Accurate and rapid estimation of soil organic matter (SOM) content is of great significance for advancing precision agriculture. Compared with traditional chemical methods, the hyperspectral estimation is superior in rapidly estimating SOM content. Soil grain size affects soil spectral reflectance, thereby affecting the accuracy of hyperspectral estimation. However, the appropriate soil grain size for the hyperspectral analysis is nearly unknown. This study propose a best hyperspectral estimation method for determining SOM content of farmland soil in the Ibinur Lake Irrigation Area (ILIA) of the northwest arid zones of China. The original spectral reflectance of the 20-mesh (0.85 mm) and 60-mesh (0.25 mm) sieved soil were obtained, and the feature wavebands were selected using five types of spectral transformations. Then, hyperspectral estimation models were constructed based on the partial least squares regression (PLSR), support vector machine (SVM), random forest (RF), and extreme gradient boosting (XGBoost) models. Results show that the SOM content had relatively higher correlation coefficient with spectral reflectance of the 0.85 mm sieved soil than that of the 0.25 mm sieved soil. The transformation of original spectral reflectance of soil effectively enhanced the spectral characteristics related to SOM content. Soil grain size obviously affected spectral reflectance and the accuracy of hyperspectral estimation models.

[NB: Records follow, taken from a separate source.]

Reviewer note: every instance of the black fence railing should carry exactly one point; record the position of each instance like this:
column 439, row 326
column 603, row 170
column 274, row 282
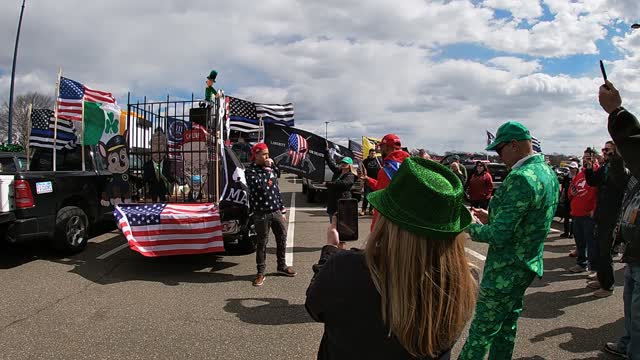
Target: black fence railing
column 172, row 152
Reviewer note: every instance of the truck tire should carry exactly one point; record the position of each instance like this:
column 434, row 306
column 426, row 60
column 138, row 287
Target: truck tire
column 71, row 234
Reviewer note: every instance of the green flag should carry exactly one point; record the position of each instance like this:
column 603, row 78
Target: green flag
column 94, row 122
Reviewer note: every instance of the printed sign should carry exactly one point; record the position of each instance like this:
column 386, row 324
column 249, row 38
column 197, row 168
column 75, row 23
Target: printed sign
column 44, row 187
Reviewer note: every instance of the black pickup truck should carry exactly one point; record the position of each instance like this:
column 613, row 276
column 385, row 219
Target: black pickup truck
column 59, row 206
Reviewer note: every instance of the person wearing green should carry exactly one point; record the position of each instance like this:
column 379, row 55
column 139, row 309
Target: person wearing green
column 210, row 92
column 516, row 226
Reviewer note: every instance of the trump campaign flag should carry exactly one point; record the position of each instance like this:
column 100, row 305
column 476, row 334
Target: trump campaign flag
column 171, row 229
column 301, row 152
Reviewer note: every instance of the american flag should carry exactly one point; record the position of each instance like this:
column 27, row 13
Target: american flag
column 297, row 149
column 171, row 229
column 72, row 93
column 245, row 116
column 42, row 131
column 356, row 149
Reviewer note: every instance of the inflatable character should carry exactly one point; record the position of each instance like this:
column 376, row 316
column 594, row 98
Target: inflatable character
column 116, row 154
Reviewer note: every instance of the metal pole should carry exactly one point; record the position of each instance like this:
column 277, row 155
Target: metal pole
column 13, row 77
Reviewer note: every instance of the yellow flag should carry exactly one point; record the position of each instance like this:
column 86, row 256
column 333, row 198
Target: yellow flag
column 369, row 143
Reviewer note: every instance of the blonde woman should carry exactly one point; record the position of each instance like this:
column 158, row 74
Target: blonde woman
column 410, row 292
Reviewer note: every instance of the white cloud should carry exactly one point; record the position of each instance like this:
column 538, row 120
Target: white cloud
column 515, row 65
column 368, row 67
column 520, row 9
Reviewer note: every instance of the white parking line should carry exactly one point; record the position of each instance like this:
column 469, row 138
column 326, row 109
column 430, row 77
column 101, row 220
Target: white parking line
column 475, row 254
column 291, row 231
column 112, row 251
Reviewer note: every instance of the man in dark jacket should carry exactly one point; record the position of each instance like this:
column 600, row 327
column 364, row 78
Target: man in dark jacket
column 606, row 214
column 268, row 210
column 625, row 132
column 340, row 185
column 371, row 168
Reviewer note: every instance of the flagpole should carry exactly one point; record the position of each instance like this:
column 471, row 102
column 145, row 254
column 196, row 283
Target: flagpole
column 219, row 148
column 82, row 130
column 29, row 110
column 55, row 121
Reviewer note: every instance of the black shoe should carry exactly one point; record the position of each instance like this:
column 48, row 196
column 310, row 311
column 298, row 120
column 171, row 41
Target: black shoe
column 612, row 348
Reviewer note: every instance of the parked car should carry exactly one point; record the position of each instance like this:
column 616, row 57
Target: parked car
column 314, row 188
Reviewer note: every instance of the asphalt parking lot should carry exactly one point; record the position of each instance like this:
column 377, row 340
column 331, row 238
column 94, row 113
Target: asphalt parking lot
column 112, row 303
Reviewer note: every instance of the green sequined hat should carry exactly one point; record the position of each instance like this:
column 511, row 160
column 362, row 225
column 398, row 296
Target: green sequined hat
column 424, row 198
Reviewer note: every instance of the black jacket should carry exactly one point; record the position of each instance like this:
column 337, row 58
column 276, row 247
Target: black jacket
column 610, row 193
column 625, row 132
column 340, row 185
column 343, row 297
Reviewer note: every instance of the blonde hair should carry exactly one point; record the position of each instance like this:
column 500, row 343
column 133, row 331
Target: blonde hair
column 427, row 290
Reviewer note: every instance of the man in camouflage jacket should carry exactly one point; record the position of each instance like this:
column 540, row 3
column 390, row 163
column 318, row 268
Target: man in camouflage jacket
column 516, row 227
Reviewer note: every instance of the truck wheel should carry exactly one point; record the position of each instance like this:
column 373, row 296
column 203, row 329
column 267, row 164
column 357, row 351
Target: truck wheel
column 71, row 233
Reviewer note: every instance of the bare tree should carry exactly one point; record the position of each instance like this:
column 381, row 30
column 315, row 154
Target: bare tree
column 20, row 106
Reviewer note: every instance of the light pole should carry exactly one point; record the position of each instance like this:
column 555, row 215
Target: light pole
column 13, row 78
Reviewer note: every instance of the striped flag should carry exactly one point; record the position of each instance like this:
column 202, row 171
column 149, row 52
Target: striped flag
column 298, row 149
column 245, row 116
column 490, row 138
column 171, row 229
column 43, row 127
column 73, row 93
column 279, row 113
column 537, row 146
column 356, row 149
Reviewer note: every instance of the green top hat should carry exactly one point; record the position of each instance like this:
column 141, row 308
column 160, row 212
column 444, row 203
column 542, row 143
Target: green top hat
column 424, row 198
column 511, row 130
column 347, row 160
column 213, row 75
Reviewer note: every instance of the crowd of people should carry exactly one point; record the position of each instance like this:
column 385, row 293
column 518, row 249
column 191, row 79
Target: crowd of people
column 410, row 292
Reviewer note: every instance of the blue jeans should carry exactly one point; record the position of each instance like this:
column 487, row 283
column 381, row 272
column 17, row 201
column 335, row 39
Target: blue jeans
column 630, row 342
column 587, row 249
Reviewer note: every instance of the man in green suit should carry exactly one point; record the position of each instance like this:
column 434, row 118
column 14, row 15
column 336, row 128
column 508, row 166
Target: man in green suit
column 210, row 92
column 516, row 226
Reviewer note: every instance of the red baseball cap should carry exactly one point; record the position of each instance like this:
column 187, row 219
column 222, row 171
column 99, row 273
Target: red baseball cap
column 391, row 140
column 257, row 147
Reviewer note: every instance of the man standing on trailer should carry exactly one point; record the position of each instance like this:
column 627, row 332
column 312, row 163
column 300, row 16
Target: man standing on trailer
column 210, row 92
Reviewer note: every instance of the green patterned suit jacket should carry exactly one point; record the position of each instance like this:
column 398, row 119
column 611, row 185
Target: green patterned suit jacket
column 520, row 216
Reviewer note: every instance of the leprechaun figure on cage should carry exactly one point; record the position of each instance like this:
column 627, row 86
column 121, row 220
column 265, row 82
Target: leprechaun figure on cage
column 520, row 217
column 210, row 92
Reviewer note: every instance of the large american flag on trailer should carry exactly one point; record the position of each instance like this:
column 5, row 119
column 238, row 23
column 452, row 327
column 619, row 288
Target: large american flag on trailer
column 72, row 93
column 171, row 229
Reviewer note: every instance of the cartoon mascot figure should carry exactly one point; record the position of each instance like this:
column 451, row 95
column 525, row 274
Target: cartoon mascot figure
column 116, row 154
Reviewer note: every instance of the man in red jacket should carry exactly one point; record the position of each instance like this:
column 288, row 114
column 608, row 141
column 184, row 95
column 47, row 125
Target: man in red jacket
column 583, row 204
column 393, row 156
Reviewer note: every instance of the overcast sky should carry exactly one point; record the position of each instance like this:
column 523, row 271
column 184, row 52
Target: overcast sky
column 437, row 73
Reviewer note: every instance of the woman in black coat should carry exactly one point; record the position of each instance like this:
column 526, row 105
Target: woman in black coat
column 344, row 176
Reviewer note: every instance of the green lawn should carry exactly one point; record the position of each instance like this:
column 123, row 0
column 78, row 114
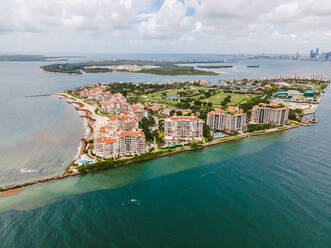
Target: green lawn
column 215, row 100
column 235, row 98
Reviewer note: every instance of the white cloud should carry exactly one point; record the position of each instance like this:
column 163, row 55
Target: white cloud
column 176, row 25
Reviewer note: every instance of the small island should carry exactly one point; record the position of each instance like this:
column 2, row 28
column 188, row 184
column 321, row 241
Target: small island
column 132, row 66
column 134, row 122
column 214, row 66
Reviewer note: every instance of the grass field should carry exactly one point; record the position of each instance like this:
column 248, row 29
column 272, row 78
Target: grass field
column 216, row 100
column 235, row 98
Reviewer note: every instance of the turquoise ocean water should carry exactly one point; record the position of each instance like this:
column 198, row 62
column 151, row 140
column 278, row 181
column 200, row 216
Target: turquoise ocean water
column 272, row 191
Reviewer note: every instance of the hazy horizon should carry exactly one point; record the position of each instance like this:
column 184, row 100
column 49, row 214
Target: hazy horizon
column 164, row 26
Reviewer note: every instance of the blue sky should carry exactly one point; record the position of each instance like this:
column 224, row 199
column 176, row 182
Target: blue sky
column 164, row 26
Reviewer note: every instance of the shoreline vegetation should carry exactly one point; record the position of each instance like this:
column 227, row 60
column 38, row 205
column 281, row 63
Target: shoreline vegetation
column 130, row 66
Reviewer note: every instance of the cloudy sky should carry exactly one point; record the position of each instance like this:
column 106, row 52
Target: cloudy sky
column 164, row 26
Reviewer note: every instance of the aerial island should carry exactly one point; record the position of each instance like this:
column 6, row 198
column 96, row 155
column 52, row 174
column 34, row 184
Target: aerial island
column 131, row 66
column 132, row 122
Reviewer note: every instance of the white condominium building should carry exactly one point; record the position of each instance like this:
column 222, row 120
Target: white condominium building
column 188, row 128
column 231, row 120
column 269, row 114
column 132, row 143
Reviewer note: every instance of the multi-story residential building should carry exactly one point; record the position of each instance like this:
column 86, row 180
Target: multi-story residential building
column 141, row 114
column 122, row 144
column 231, row 120
column 106, row 147
column 183, row 128
column 269, row 114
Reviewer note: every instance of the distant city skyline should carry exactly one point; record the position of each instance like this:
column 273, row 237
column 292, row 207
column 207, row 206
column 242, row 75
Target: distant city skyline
column 164, row 26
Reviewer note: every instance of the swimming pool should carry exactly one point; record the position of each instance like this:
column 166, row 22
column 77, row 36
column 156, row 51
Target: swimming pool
column 85, row 161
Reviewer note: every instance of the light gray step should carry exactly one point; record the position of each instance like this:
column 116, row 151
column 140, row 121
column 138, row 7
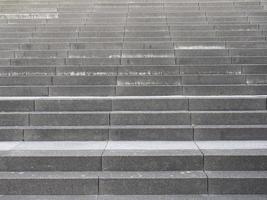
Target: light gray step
column 101, row 156
column 134, row 90
column 133, row 197
column 207, row 90
column 92, row 183
column 48, row 197
column 237, row 182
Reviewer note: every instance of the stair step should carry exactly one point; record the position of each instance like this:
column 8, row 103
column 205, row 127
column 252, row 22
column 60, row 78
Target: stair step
column 92, row 183
column 133, row 197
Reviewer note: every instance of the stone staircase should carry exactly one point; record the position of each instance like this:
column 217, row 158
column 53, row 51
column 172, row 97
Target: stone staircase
column 133, row 99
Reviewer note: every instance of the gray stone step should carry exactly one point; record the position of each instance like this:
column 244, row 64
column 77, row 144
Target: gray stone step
column 93, row 183
column 233, row 155
column 237, row 182
column 132, row 133
column 133, row 197
column 153, row 103
column 101, row 156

The overall stability and estimation accuracy of RF model was significantly higher compared with the PLSR, SVM, and XGBoost. Finally, the RF model combined with the root mean first-order differentiation (RMSFD) of spectral reflectance of the 0.85 mm sieved soil (R2 = 0.82, RMSE = 2.37, RPD = 2.27) was identified as the best method for estimating SOM content of farmland soil in the ILIA.